Yesterday’s numbers for North Carolina were Obama/Clinton, 50/34. Today it’s 46/37.
Obama leads in all age groups with one exception – those age 70 and older, where the two are essentially tied. But Clinton closed the gap in some age groups, compared to yesterday’s two-day tracking report.
Clinton expanded her lead among white voters in North Carolina, and narrowed the gap among African American voters, where Obama leads by a 73% to 10% margin. Among men, Obama leads 50% to 35% – an improvement for Clinton – and he continues to lead among women voters as well – winning 43% support to Clinton’s 39% backing, largely on the strength of support for Obama from African American women.
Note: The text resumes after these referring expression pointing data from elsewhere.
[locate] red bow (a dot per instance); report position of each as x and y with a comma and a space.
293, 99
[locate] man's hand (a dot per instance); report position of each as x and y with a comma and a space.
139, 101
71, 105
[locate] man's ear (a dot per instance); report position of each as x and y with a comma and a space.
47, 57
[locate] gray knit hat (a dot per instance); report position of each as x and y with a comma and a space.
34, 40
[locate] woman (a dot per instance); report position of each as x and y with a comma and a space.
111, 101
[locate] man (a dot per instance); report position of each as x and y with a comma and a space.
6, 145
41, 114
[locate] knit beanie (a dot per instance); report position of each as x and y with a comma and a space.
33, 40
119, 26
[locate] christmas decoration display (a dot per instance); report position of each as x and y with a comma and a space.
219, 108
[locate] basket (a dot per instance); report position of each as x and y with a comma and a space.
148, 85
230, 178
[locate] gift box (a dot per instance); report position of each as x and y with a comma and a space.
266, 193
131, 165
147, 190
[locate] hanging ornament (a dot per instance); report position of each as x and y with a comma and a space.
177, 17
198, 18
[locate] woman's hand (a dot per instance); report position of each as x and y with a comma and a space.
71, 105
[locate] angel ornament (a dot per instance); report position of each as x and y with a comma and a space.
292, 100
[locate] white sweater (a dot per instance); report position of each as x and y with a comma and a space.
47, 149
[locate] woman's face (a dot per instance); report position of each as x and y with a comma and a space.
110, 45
And Indiana numbers show Obama gaining one point. Today it’s Obama/Clinton, 43/42, up from 42/42 yesterday.
Clinton holds an edge among Catholic and Protestant voters, and among older voters, as she has in other states that have voted earlier this year. Obama leads among younger voters and among a key middle-age demographic – those age 35 to 54. This was a group that went for Clinton in the recent Pennsylvania primary, helping to propel her to the 10-point win she enjoyed there.
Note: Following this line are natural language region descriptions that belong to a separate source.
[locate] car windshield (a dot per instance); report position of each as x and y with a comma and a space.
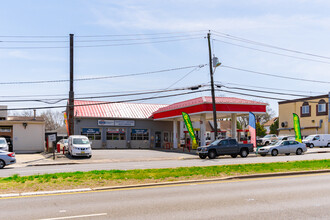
215, 142
310, 137
80, 141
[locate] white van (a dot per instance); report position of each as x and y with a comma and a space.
317, 140
79, 146
3, 144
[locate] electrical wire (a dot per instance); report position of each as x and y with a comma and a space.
265, 51
148, 34
220, 34
102, 77
103, 103
54, 101
290, 90
274, 75
105, 45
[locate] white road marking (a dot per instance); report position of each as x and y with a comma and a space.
76, 216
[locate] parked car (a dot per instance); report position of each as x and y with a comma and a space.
266, 140
224, 147
63, 144
6, 158
284, 138
3, 144
283, 147
79, 146
317, 140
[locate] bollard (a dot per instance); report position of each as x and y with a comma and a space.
58, 148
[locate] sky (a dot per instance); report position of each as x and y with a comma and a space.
283, 38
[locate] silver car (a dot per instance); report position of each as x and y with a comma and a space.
283, 147
6, 158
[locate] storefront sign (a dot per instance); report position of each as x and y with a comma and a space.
126, 123
116, 131
5, 129
90, 131
139, 131
130, 123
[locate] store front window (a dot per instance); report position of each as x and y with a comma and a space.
92, 133
140, 134
116, 134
Obama continues to lead in northern Indiana, a large section of which is influenced by Obama’s hometown Chicago media market, and in Indianapolis. In the southern half of the state, which features a population much like that of Ohio next door, Clinton enjoys a double-digit lead. Obama enjoys an 11-point lead among Indiana men, while Clinton leads by seven points among women. Clinton easily won Ohio in the Democratic Party presidential primary on March 4.